Softlandia background

Softlandia

Blog

Distributed Data Science with Metaflow and Dask

Data science projects may start as small experiments on a laptop, but eventually compute-needs grow beyond a single machine’s capabilities. Sooner or later it becomes necessary to automate and schedule data processing jobs. At this point, projects need to be moved to the cloud or a local computer cluster. While cloud deployment is a natural evolution of data science projects, it may also be a bottleneck, in case infrastructure does not allow a seamless transition between local and remote resources.

There are two aspects to consider when moving to the cloud: the first is deploying workflows that define how data is loaded and processed, and the second is distributed computation of specific tasks, such as map-reduce jobs. Sometimes it is enough to just deploy your workflows on a powerful virtual machine and run all computations there. Nevertheless, it’s good to have a dedicated compute-cluster for executing specific algorithms in a distributed manner, for maintainability and scalability reasons.

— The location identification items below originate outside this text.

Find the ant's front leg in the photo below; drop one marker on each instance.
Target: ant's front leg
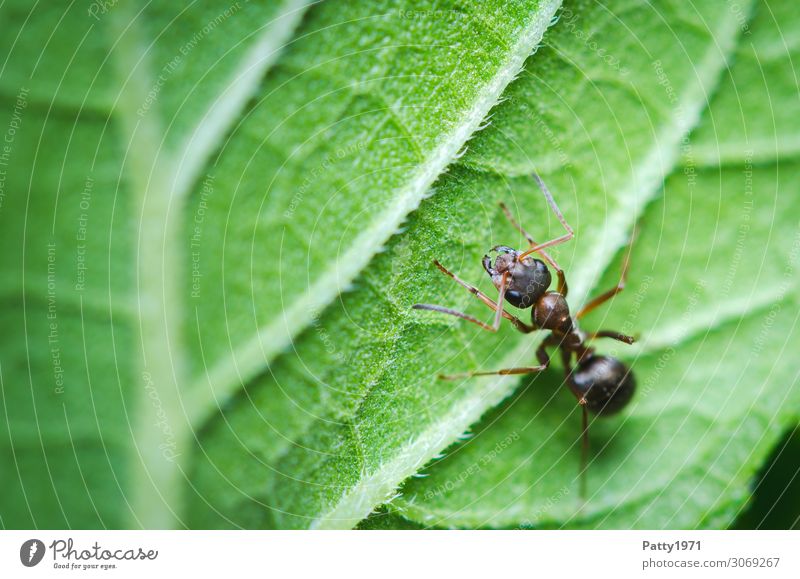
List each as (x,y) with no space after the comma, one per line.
(500,311)
(541,356)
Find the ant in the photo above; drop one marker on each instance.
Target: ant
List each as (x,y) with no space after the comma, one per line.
(602,384)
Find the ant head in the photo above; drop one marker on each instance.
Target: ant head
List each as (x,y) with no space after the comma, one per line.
(528,278)
(605,383)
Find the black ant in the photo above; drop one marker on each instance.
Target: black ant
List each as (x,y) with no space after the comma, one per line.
(602,384)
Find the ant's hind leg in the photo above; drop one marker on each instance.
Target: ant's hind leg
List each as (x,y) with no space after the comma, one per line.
(605,296)
(611,334)
(541,356)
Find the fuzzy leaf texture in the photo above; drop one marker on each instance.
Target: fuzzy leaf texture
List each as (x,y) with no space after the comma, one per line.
(714,297)
(602,112)
(186,187)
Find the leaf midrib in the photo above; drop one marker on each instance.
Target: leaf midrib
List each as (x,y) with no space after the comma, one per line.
(657,164)
(227,376)
(162,180)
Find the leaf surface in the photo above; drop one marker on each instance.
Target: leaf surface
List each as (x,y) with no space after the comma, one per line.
(334,426)
(714,295)
(182,199)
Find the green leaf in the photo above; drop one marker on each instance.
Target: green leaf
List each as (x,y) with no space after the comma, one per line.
(173,213)
(714,295)
(334,426)
(90,428)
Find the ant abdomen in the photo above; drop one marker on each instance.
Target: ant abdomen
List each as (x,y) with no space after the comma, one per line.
(605,383)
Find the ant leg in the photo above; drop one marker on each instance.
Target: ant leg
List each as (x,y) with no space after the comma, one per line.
(562,281)
(566,359)
(518,324)
(541,356)
(611,334)
(584,448)
(605,296)
(550,201)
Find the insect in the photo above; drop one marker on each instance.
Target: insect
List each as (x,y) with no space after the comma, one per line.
(602,384)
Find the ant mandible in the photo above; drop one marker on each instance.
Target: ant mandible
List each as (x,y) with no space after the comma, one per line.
(602,384)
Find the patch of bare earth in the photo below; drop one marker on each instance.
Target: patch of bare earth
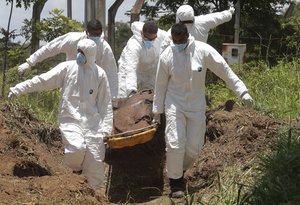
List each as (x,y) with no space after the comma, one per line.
(32,169)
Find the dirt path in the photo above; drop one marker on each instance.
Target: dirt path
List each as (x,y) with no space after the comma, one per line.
(32,172)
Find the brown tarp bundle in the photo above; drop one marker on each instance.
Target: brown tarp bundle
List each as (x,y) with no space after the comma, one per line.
(134,112)
(136,173)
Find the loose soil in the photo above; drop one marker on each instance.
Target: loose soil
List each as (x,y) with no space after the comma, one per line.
(32,169)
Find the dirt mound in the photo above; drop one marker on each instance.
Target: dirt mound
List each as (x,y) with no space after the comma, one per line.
(32,171)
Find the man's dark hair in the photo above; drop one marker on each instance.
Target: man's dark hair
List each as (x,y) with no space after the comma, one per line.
(150,27)
(179,29)
(94,24)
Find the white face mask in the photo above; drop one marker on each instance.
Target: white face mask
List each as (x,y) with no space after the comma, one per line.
(81,59)
(181,47)
(148,44)
(96,39)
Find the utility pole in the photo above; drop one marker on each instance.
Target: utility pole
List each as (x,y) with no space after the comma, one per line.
(95,9)
(237,22)
(69,9)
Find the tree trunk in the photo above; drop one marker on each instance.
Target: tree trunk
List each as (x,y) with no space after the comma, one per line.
(112,11)
(36,17)
(135,11)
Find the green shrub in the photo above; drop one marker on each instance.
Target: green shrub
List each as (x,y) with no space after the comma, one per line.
(279,178)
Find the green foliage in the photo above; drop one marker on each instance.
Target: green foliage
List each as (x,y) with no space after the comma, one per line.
(292,31)
(279,180)
(52,27)
(275,90)
(122,34)
(22,3)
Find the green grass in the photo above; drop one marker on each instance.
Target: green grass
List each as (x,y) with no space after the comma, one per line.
(276,90)
(278,178)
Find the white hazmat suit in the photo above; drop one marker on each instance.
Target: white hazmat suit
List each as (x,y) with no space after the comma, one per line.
(180,93)
(138,64)
(85,113)
(67,44)
(201,25)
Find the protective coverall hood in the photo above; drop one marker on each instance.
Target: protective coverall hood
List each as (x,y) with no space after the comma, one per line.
(88,47)
(185,13)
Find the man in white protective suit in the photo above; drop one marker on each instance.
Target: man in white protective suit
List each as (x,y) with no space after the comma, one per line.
(180,94)
(67,44)
(199,26)
(85,113)
(139,58)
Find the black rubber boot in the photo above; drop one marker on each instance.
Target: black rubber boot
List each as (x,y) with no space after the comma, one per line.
(177,187)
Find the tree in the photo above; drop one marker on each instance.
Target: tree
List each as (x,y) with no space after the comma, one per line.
(36,17)
(260,23)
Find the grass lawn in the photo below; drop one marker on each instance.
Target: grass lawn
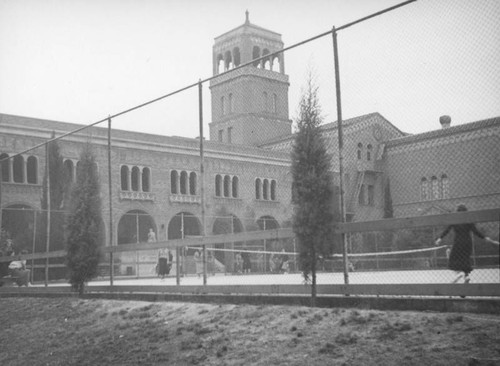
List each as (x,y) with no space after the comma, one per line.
(72,331)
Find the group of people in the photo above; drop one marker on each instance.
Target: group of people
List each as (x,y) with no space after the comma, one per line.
(242,263)
(14,271)
(279,263)
(459,256)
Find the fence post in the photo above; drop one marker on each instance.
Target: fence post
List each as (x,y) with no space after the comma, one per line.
(33,251)
(202,180)
(111,270)
(47,241)
(341,152)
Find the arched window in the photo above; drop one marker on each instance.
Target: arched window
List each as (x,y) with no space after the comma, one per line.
(220,64)
(32,170)
(18,169)
(146,179)
(174,178)
(256,54)
(69,170)
(124,178)
(360,151)
(192,183)
(273,190)
(276,64)
(78,169)
(5,167)
(136,175)
(445,186)
(435,187)
(361,197)
(236,56)
(235,187)
(266,63)
(265,189)
(369,152)
(424,189)
(229,60)
(258,188)
(218,185)
(227,185)
(184,182)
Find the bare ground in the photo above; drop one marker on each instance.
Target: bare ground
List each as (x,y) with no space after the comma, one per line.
(71,331)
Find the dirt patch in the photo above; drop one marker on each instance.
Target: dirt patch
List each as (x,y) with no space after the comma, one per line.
(69,331)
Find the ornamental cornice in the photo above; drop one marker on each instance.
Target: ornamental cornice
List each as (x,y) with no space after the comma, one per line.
(181,198)
(443,141)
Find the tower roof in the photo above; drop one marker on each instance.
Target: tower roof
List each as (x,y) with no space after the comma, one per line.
(249,28)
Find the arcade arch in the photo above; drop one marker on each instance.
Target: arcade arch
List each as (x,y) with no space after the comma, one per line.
(134,226)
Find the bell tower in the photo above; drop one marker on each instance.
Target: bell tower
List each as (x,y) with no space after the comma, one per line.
(249,105)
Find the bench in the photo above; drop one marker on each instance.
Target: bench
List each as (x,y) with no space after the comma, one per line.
(21,279)
(8,280)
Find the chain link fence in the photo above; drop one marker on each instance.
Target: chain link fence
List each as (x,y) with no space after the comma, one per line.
(234,177)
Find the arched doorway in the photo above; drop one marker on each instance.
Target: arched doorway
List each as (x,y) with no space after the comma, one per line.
(18,222)
(183,225)
(133,227)
(269,223)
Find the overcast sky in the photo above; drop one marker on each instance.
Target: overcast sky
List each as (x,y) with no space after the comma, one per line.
(82,60)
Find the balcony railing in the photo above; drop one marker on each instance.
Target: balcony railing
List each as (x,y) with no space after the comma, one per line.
(137,196)
(184,198)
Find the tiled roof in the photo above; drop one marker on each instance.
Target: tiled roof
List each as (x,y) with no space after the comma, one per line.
(43,125)
(445,132)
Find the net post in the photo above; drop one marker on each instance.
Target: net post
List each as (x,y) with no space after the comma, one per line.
(341,152)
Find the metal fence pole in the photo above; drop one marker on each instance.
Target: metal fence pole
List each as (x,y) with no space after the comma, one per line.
(47,241)
(33,251)
(111,269)
(341,152)
(202,181)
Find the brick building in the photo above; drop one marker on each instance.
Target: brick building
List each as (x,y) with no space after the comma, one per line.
(156,180)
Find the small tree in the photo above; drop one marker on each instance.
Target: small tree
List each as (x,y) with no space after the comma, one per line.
(84,224)
(312,187)
(58,186)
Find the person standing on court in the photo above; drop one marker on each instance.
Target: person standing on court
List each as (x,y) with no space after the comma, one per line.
(460,259)
(163,269)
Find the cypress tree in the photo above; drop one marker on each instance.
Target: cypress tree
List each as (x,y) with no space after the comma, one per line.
(58,185)
(84,224)
(312,187)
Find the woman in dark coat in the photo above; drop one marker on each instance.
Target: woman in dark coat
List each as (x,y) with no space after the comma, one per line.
(461,251)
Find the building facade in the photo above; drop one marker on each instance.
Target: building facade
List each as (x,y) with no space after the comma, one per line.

Worry not, for we can make such an infrastructure painless to set up and efficient to utilize. This is one of the missions of Metaflow, a free, open source tool for orchestrating data science workflows and projects. Metaflow is developed by Outerbounds. Metaflow covers the full data science stack, from writing data science experiments to scheduling data workflows to run automatically in the cloud. With Metaflow, flows are defined as steps of a directed acyclic graph. By writing code in flows, you get goodies such as experiment versioning, data artifact storing, collaboration capabilities, retry and resume possibilities as well as the ability to deploy steps or complete graphs to run in the cloud. 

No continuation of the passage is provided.